Quand Bercy montre que les économies cassent la croissance et l’emploi

50 milliards par Mathieu Lapprand

Selon le propre outil de simulation économique de Bercy, l’ensemble des mesures d’économies proposées par le gouvernement pour répondre aux injonctions européennes de réduction des dépenses publiques pourrait entraîner la suppression de 60 000 emplois d’ici à 2017.

La rapporteure générale du Budget, la députée du Tarn-et-Garonne Valérie Rabault, a lancé un pavé dans la mare en publiant le 18 juin son rapport sur le projet de loi de finances rectificative (PLFR) pour 2014. Alors que les discussions parlementaires ont débuté quelques jours plus tard, le lundi 23 juin, son rapport aura donné du grain à moudre aux députés contestant la politique d’austérité à tous crins du gouvernement. Si la rapporteure déclare soutenir le gouvernement dans ses orientations de réduction des déficits par la baisse des dépenses publiques, elle met en garde ses collègues contre les effets récessifs des mesures préconisées.

Ainsi estime-t-elle nécessaire d’« articuler les mesures d’économies et les mesures de relance au cours des trois prochaines années, de manière à garantir que les effets récessifs soient suffisamment compensés pour ne pas hypothéquer la reprise économique ». Et la députée s’est procuré quelques éléments à même d’étayer son propos.

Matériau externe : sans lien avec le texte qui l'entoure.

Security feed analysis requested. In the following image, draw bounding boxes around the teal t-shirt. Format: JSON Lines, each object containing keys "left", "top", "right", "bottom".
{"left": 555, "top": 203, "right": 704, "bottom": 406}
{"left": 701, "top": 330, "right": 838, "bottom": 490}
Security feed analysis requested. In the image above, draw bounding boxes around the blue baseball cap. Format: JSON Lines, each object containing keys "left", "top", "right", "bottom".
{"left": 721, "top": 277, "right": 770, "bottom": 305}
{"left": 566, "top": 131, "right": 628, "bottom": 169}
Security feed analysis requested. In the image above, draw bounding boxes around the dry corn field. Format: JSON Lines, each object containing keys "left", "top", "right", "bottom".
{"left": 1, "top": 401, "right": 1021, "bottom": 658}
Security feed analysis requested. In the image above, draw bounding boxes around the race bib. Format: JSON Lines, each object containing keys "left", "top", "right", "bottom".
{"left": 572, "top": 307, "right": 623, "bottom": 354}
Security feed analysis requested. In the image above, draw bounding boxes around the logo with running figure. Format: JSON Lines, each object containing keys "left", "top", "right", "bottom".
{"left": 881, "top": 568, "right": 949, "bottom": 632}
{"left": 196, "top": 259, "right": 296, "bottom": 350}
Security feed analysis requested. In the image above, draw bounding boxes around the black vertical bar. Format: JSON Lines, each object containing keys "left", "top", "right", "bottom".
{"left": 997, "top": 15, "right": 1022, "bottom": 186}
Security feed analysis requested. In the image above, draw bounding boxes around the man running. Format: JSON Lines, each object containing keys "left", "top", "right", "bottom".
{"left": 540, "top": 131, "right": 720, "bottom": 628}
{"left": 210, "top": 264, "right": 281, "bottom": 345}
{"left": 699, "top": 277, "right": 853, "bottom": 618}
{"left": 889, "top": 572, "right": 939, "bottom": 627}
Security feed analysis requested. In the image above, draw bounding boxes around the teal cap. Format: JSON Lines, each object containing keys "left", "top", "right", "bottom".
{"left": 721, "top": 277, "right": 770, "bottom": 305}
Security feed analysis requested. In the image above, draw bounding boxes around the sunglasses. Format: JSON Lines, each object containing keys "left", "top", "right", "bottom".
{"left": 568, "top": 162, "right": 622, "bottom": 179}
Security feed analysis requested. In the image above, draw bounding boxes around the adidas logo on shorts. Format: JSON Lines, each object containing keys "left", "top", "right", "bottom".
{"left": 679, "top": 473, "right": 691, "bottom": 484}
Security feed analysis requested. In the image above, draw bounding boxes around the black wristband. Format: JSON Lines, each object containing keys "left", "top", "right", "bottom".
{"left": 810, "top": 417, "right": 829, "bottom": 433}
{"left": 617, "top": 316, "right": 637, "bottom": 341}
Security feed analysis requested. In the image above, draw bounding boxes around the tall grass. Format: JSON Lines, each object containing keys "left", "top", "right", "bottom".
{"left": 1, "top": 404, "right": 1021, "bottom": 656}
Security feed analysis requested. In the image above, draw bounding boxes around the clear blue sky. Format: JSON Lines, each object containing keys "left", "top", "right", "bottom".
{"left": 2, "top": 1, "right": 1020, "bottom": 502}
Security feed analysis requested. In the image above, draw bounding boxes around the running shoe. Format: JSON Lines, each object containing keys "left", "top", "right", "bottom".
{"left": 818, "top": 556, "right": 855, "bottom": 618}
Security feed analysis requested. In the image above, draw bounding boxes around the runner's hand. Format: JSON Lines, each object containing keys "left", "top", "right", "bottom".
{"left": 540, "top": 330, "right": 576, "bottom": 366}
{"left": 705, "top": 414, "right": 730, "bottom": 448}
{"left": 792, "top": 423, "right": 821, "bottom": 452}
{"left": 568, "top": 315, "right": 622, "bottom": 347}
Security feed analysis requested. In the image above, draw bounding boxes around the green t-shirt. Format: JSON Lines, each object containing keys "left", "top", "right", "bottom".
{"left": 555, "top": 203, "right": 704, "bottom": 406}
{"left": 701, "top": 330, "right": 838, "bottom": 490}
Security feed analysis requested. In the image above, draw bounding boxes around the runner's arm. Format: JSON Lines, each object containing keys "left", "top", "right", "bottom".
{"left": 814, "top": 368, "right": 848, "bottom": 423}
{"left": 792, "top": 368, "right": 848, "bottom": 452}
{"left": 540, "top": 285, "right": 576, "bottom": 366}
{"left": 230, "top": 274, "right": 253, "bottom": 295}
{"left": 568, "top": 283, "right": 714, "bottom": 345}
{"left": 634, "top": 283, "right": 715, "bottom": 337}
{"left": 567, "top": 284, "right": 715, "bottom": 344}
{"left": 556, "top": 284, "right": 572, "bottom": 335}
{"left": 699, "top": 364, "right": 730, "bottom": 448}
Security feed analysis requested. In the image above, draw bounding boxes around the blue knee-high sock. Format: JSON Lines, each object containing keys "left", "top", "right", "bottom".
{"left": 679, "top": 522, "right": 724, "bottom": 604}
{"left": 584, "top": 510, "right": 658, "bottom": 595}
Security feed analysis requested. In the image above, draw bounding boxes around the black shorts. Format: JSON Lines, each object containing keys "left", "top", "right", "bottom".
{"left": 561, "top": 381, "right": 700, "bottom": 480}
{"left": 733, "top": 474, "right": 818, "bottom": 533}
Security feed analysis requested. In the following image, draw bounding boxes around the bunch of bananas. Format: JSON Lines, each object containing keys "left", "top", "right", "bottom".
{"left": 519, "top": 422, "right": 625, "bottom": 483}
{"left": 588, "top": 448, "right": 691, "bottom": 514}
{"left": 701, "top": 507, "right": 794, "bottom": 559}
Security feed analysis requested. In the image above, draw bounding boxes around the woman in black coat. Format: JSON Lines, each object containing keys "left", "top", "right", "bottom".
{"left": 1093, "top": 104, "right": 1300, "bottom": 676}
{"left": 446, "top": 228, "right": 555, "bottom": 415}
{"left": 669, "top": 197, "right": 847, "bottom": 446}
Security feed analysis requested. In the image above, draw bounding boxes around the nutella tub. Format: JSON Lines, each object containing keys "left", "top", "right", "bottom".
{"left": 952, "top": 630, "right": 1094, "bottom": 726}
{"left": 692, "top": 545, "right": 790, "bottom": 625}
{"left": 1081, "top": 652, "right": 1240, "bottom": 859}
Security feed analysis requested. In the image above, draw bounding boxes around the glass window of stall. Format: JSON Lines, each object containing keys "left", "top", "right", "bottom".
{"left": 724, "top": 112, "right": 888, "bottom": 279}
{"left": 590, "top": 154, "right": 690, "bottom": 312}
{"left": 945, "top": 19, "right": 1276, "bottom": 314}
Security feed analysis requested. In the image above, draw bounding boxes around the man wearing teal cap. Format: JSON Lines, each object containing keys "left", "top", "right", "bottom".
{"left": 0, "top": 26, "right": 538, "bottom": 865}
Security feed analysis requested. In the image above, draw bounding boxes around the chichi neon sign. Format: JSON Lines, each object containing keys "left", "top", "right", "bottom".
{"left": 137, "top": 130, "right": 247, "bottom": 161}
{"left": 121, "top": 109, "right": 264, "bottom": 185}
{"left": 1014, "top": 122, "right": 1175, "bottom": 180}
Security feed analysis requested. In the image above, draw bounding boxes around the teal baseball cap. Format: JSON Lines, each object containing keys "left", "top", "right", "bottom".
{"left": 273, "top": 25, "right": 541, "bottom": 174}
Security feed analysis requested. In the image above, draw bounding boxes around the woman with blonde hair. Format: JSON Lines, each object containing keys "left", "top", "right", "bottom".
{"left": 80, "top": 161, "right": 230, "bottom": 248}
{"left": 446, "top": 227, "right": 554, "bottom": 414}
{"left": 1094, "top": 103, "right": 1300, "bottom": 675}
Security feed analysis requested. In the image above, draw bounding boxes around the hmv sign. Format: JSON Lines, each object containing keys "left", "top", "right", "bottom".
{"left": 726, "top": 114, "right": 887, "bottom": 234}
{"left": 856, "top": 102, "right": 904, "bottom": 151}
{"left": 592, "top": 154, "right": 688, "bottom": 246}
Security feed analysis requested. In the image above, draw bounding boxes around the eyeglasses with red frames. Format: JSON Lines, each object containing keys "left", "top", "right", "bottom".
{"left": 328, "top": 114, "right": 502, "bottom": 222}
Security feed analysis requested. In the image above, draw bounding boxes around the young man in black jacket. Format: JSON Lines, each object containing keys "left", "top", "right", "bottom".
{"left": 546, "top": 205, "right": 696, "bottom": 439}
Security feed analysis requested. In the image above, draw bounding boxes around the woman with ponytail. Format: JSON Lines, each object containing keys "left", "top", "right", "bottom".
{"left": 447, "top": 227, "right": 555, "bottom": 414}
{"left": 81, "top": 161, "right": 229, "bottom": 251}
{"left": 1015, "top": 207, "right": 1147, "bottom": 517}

En commission des finances, le 11 juin dernier, la députée a demandé à Christian Eckert, le secrétaire d’État chargé du Budget, la transmission à la commission de simulations réalisées par Bercy sur le système Mésange (Modèle économétrique de simulation et d’analyse générale de l’économie). Si le secrétaire d’État a botté en touche en séance, la députée s’est elle-même déplacée à Bercy pour y chercher l’information désirée. S’appuyant sur l’article 57 de la loi organique relative aux lois de finance, Valérie Rabault a donc obtenu les simulations qu’elle souhaitait partager avec ses collègues.

« LA SUPPRESSION DE 250 000 EMPLOIS À L’HORIZON 2017 »

La rapporteure indique donc dans son rapport que « selon les prévisions établies par le ministère des Finances et des Comptes publics [...], le plan d’économies de 50 milliards d’euros proposé par le gouvernement pour la période 2015 à 2017, soit une réduction des dépenses de plus de 2 points de PIB, aurait ainsi un impact négatif sur la croissance de 0,7% par an en moyenne entre 2015 et 2017, et pourrait entraîner la suppression de 250 000 emplois à horizon 2017 ». Le même logiciel estime également, selon son rapport, que « l’impact récessif du plan d’économies sera contrebalancé par les effets positifs des mesures de relance programmées dans le cadre du pacte de responsabilité et de solidarité et du CICE. [...] Ce pacte aurait pour effet, hors financement, de rehausser l’activité de 0,6 point à horizon 2017 et de créer 190 000 emplois ». Les propres outils dont dispose le gouvernement indiquent donc que d’ici ) à la fin du quinquennat de François Hollande, sa politique aura coûté la bagatelle de 0,1 point de croissance et 60 000 emplois. Mais au nom de la sacro-sainte réduction des déficits, on ne change évidemment pas une politique qui perd.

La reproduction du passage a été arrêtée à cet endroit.